Do not interpret incidence hazard ratios as risk ratios, unless the outcome is very rare (<10%, but even then, be careful). It is completely fine to discuss the results more generally in terms of higher or lower hazard rates/risks. However, if you want to give exact numbers to exemplify, you need to consider the asymmetry of hazard ratios as well as the size of the HR.

P-values and confidence intervals

In Cox regression analysis you can get information about statistical significance, in terms of both p-values and confidence intervals (also see P-values).

Note
The p-values and the confidence intervals will give you partly different information, but they are not contradictory. If the p-value is below 0.05, the 95% confidence interval will not include 1 and, if the p-value is above 0.05, the 95% confidence interval will include 1.

When you look at the p-value, you can rather easily distinguish between the significance levels (i.e. you can directly say whether you have statistical significance at the 5% level, the 1% level, or the 0.1% level).

When it comes to confidence intervals, Stata will by default choose 95% level confidence intervals. It is however possible to change the confidence level for the intervals. For example, you may instruct Stata to show 99% confidence intervals instead.

R-squared

R-Squared (or R2) does not work very well due to the assumptions behind Cox regression. Stata produces a pseudo R2, but due to inherent bias this is seldom used.

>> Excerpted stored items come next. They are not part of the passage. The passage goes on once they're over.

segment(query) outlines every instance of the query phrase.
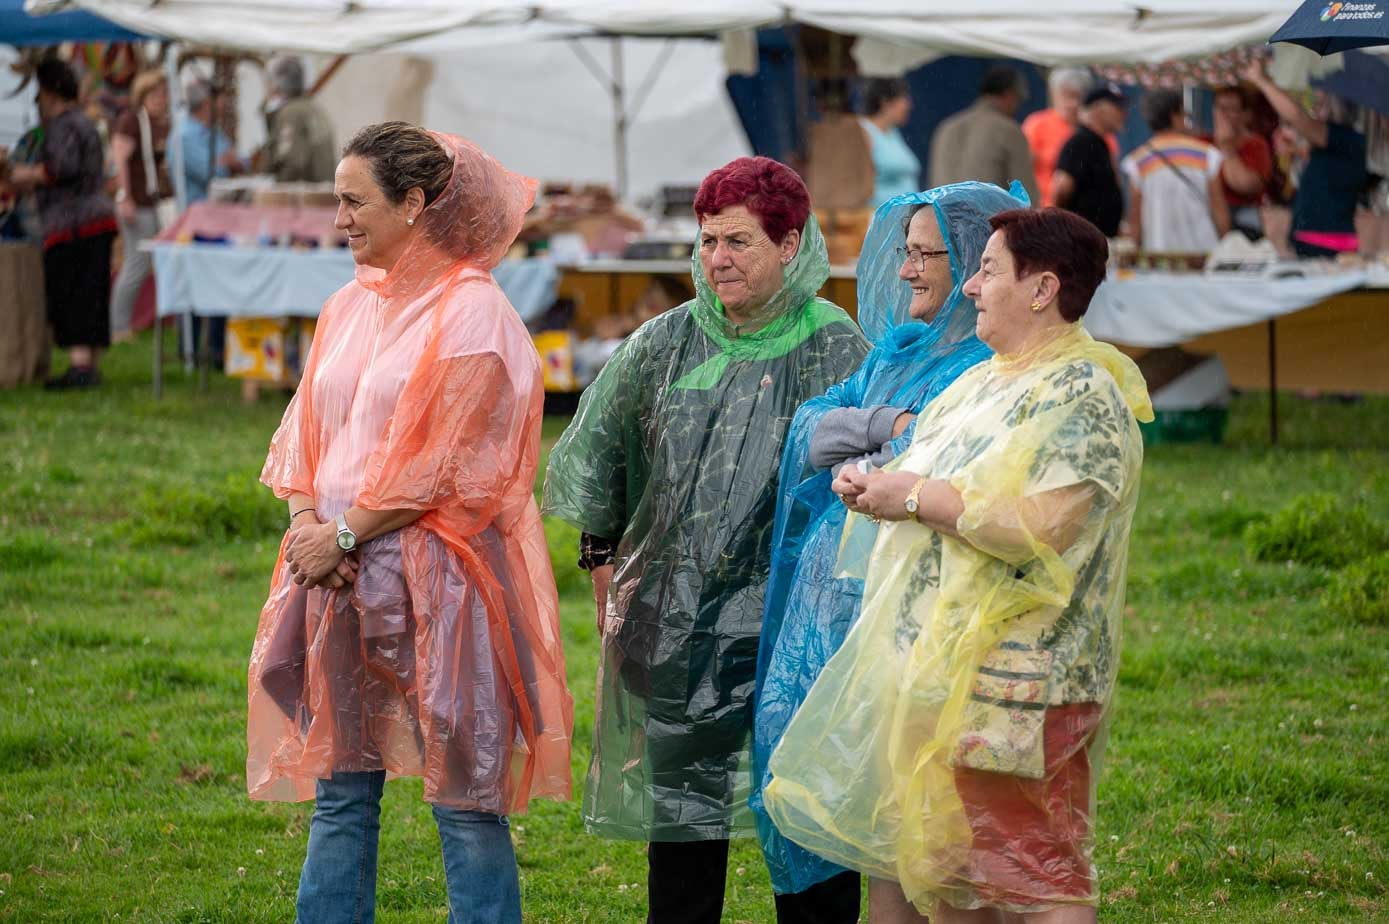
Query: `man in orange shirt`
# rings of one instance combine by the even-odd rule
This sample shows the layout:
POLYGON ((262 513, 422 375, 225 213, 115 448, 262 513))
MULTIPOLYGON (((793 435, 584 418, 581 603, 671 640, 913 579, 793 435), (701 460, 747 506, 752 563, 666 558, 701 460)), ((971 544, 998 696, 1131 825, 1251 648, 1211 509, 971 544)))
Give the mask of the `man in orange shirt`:
MULTIPOLYGON (((1022 133, 1032 149, 1032 170, 1037 176, 1037 189, 1042 194, 1041 205, 1055 205, 1052 174, 1056 158, 1071 139, 1080 117, 1080 103, 1090 92, 1093 81, 1084 68, 1060 67, 1047 77, 1047 93, 1051 108, 1034 112, 1023 120, 1022 133)), ((1033 203, 1037 205, 1038 203, 1033 203)))

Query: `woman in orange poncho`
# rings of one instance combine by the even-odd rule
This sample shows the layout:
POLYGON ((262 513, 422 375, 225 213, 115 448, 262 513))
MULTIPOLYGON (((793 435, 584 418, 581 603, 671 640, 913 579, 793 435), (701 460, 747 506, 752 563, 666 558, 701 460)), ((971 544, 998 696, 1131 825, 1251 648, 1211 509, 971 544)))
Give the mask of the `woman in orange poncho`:
POLYGON ((535 182, 402 122, 334 191, 324 305, 262 480, 290 529, 249 677, 253 799, 317 799, 301 921, 371 921, 382 783, 424 778, 450 915, 519 922, 507 813, 570 791, 572 701, 532 494, 543 393, 493 280, 535 182))

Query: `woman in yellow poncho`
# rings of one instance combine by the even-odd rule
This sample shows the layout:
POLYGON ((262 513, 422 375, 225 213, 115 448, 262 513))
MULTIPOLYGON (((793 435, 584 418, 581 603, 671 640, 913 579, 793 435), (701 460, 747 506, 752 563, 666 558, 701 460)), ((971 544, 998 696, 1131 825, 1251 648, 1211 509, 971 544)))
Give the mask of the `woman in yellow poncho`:
POLYGON ((862 616, 765 795, 791 840, 901 885, 882 920, 1095 916, 1094 783, 1152 409, 1133 363, 1080 324, 1099 231, 1058 209, 991 224, 965 292, 997 355, 887 470, 836 479, 858 514, 841 567, 865 579, 862 616))

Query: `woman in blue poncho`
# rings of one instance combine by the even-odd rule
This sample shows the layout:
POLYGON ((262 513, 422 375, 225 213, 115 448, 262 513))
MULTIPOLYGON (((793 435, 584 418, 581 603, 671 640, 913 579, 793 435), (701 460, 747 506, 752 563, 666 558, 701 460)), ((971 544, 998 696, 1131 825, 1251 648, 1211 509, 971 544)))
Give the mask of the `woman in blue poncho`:
POLYGON ((837 576, 845 508, 830 483, 842 465, 880 466, 895 457, 926 404, 988 358, 974 333, 974 303, 962 289, 979 270, 990 216, 1027 204, 1016 182, 1011 193, 970 182, 880 206, 858 263, 858 320, 873 352, 850 378, 801 405, 792 421, 758 652, 750 800, 779 894, 857 875, 783 838, 761 800, 773 749, 858 615, 862 582, 837 576))

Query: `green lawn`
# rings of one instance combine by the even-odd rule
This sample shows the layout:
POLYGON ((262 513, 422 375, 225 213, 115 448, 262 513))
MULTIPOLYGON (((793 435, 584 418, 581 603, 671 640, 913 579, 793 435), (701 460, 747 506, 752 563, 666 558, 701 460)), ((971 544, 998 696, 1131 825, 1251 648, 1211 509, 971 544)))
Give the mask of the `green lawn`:
MULTIPOLYGON (((148 387, 149 340, 87 394, 0 392, 0 921, 288 921, 310 806, 252 803, 245 668, 282 508, 255 484, 284 399, 148 387)), ((1246 525, 1330 492, 1389 522, 1389 400, 1239 400, 1224 447, 1149 452, 1117 719, 1100 786, 1112 921, 1389 921, 1389 625, 1333 572, 1257 562, 1246 525)), ((564 424, 547 421, 552 440, 564 424)), ((576 699, 597 642, 575 535, 549 526, 576 699)), ((528 921, 638 921, 640 845, 576 804, 517 820, 528 921)), ((752 842, 728 921, 771 921, 752 842)), ((387 788, 380 919, 442 921, 417 781, 387 788)))

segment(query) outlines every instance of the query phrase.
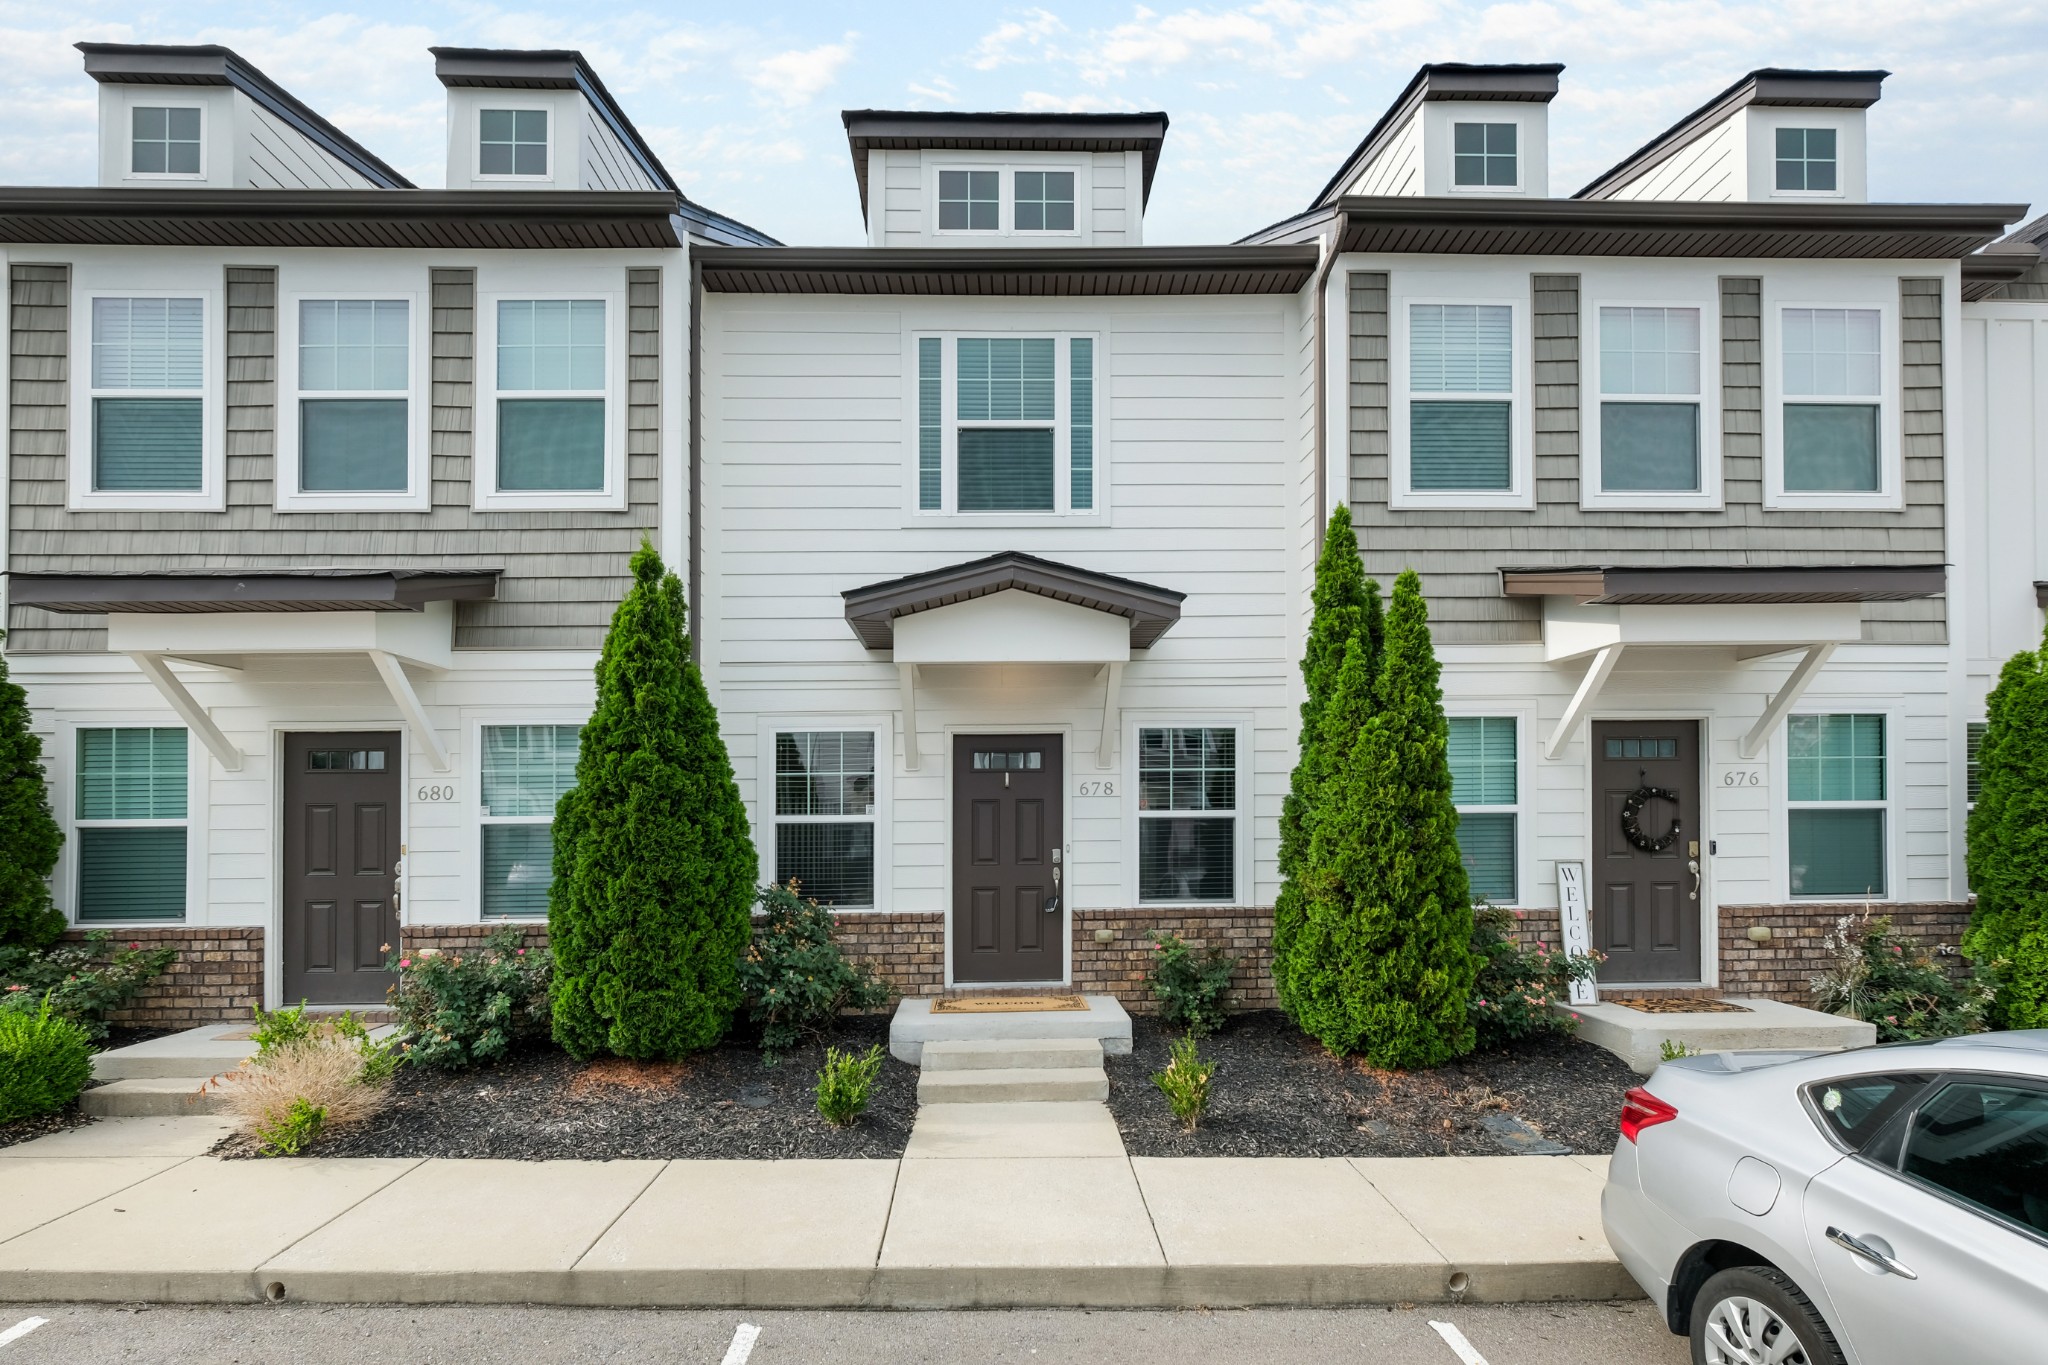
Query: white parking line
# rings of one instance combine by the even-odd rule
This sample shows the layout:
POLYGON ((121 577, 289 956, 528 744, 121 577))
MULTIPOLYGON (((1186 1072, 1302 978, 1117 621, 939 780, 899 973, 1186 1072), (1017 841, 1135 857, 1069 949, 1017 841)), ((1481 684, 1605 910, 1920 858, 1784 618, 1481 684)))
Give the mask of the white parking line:
POLYGON ((1456 1327, 1448 1322, 1434 1320, 1429 1325, 1436 1328, 1436 1334, 1444 1339, 1444 1345, 1457 1352, 1458 1359, 1463 1361, 1464 1365, 1486 1365, 1486 1357, 1473 1350, 1472 1343, 1465 1340, 1465 1334, 1456 1327))
MULTIPOLYGON (((23 1337, 48 1321, 48 1318, 23 1318, 6 1331, 0 1332, 0 1346, 5 1346, 9 1342, 20 1341, 23 1337)), ((744 1356, 741 1357, 742 1360, 745 1358, 744 1356)))
POLYGON ((747 1357, 754 1353, 754 1338, 760 1335, 761 1329, 753 1323, 741 1323, 732 1334, 732 1345, 725 1348, 725 1359, 721 1365, 747 1365, 747 1357))

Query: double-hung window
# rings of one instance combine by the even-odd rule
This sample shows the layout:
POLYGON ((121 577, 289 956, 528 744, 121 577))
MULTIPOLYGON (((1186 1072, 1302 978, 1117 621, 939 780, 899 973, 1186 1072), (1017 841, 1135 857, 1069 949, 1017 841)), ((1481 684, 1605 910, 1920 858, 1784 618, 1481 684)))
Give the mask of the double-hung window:
POLYGON ((129 109, 128 121, 129 174, 196 177, 204 173, 203 110, 138 104, 129 109))
POLYGON ((75 467, 75 493, 151 506, 208 496, 206 308, 203 297, 92 297, 80 367, 91 454, 75 467))
POLYGON ((483 877, 486 919, 545 915, 555 880, 555 803, 576 785, 579 725, 483 727, 483 877))
POLYGON ((1589 492, 1708 488, 1697 308, 1600 309, 1599 470, 1589 492))
POLYGON ((1072 171, 1018 171, 1015 183, 1017 231, 1074 230, 1072 171))
POLYGON ((939 231, 1001 232, 1001 171, 940 171, 939 231))
POLYGON ((78 731, 78 920, 185 918, 185 731, 78 731))
POLYGON ((1991 723, 1973 720, 1963 727, 1963 796, 1971 805, 1984 788, 1984 736, 1991 723))
POLYGON ((298 491, 414 491, 411 301, 300 299, 297 323, 298 491))
POLYGON ((478 433, 490 460, 481 505, 617 501, 612 301, 499 298, 490 306, 496 393, 491 430, 478 433))
POLYGON ((1451 800, 1472 896, 1513 905, 1519 784, 1513 716, 1452 716, 1451 800))
POLYGON ((917 508, 1096 510, 1093 337, 916 339, 917 508))
POLYGON ((1883 313, 1786 308, 1779 322, 1784 492, 1883 492, 1883 313))
POLYGON ((1832 128, 1777 130, 1776 188, 1781 193, 1833 194, 1840 187, 1832 128))
POLYGON ((1785 729, 1792 894, 1885 895, 1885 718, 1793 716, 1785 729))
POLYGON ((480 109, 476 126, 478 175, 547 177, 547 110, 480 109))
POLYGON ((1138 731, 1138 899, 1237 902, 1237 730, 1138 731))
POLYGON ((1512 123, 1451 125, 1451 184, 1461 190, 1506 189, 1522 183, 1512 123))
POLYGON ((1407 491, 1515 489, 1514 309, 1408 305, 1407 491))
POLYGON ((823 905, 875 903, 875 732, 775 735, 775 880, 823 905))

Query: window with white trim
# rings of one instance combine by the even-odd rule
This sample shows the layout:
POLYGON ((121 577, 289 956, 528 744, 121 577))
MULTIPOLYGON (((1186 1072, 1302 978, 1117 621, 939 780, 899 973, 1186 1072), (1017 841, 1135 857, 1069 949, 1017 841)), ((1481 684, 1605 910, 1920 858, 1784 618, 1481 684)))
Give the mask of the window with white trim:
POLYGON ((775 735, 775 880, 822 905, 875 903, 873 730, 775 735))
POLYGON ((1017 171, 1013 184, 1017 231, 1074 230, 1072 171, 1017 171))
POLYGON ((545 915, 555 880, 555 806, 576 785, 580 725, 486 725, 480 829, 485 919, 545 915))
POLYGON ((497 491, 606 486, 604 299, 497 300, 497 491))
POLYGON ((1833 128, 1780 128, 1776 134, 1777 178, 1781 192, 1833 194, 1841 187, 1835 159, 1833 128))
POLYGON ((1237 902, 1237 730, 1138 731, 1138 899, 1237 902))
POLYGON ((921 512, 1091 512, 1095 341, 919 337, 921 512))
POLYGON ((206 486, 206 301, 92 299, 91 491, 206 486))
POLYGON ((185 918, 187 747, 177 727, 78 731, 79 923, 185 918))
POLYGON ((1001 171, 940 171, 939 231, 1001 232, 1001 171))
POLYGON ((1600 309, 1602 493, 1698 493, 1700 310, 1600 309))
POLYGON ((1520 783, 1513 716, 1452 716, 1451 801, 1458 856, 1475 900, 1515 904, 1520 783))
POLYGON ((1451 184, 1461 190, 1507 189, 1522 183, 1512 123, 1451 125, 1451 184))
POLYGON ((412 306, 298 301, 298 491, 412 487, 412 306))
POLYGON ((1514 488, 1514 309, 1408 305, 1408 487, 1514 488))
POLYGON ((1785 722, 1786 849, 1794 896, 1883 896, 1889 807, 1882 715, 1785 722))
POLYGON ((206 111, 196 106, 134 105, 128 110, 131 175, 197 176, 204 169, 206 111))
POLYGON ((547 177, 547 110, 479 109, 476 126, 478 175, 547 177))
POLYGON ((1785 308, 1779 325, 1784 491, 1883 491, 1882 311, 1785 308))
POLYGON ((1990 729, 1991 723, 1982 720, 1963 727, 1963 796, 1972 806, 1984 787, 1984 736, 1990 729))

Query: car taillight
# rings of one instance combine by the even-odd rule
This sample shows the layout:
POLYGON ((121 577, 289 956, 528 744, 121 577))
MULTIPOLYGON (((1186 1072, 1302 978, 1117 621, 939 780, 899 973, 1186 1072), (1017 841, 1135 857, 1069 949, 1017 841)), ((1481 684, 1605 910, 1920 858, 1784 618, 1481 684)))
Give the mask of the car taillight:
POLYGON ((1664 1103, 1641 1086, 1621 1097, 1621 1135, 1630 1142, 1645 1128, 1669 1123, 1678 1117, 1675 1106, 1664 1103))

Simple versus multiple regression models

The difference between simple and multiple regression models, is that in a multiple regression each x-variable’s effect on y is estimated while accounting for the other x-variables’ effects on y. We then say that these other x-variables are “held constant”, or “adjusted for”, or “controlled for”. Because of this, multiple regression analysis is a way of dealing with the issue of confounding variables, and to some extent also mediating variables (see Z: confounding, mediating and moderating variables). It is highly advisable to run a simple regression for each of the x-variables before including them in a multiple regression. Otherwise, you will not have anything to compare the adjusted coefficients with (i.e. what happened to the coefficients when other x-variables were included in the analysis). Including multiple x-variables in the same model usually (but not always) means that they become weaker – which would of course be expected if the x-variables overlapped in their effect on y.

A note

Remember that a regression analysis should follow from theory as well as a comprehensive set of descriptive statistics and knowledge about the data. In the following sections, we will – for the sake of simplicity – not form any elaborate analytical strategy where we distinguish between x-variables and z-variables (see Z: confounding, mediating and moderating variables). However, we will define an analytical sample and use a so-called pop variable (see From study sample to analytical sample).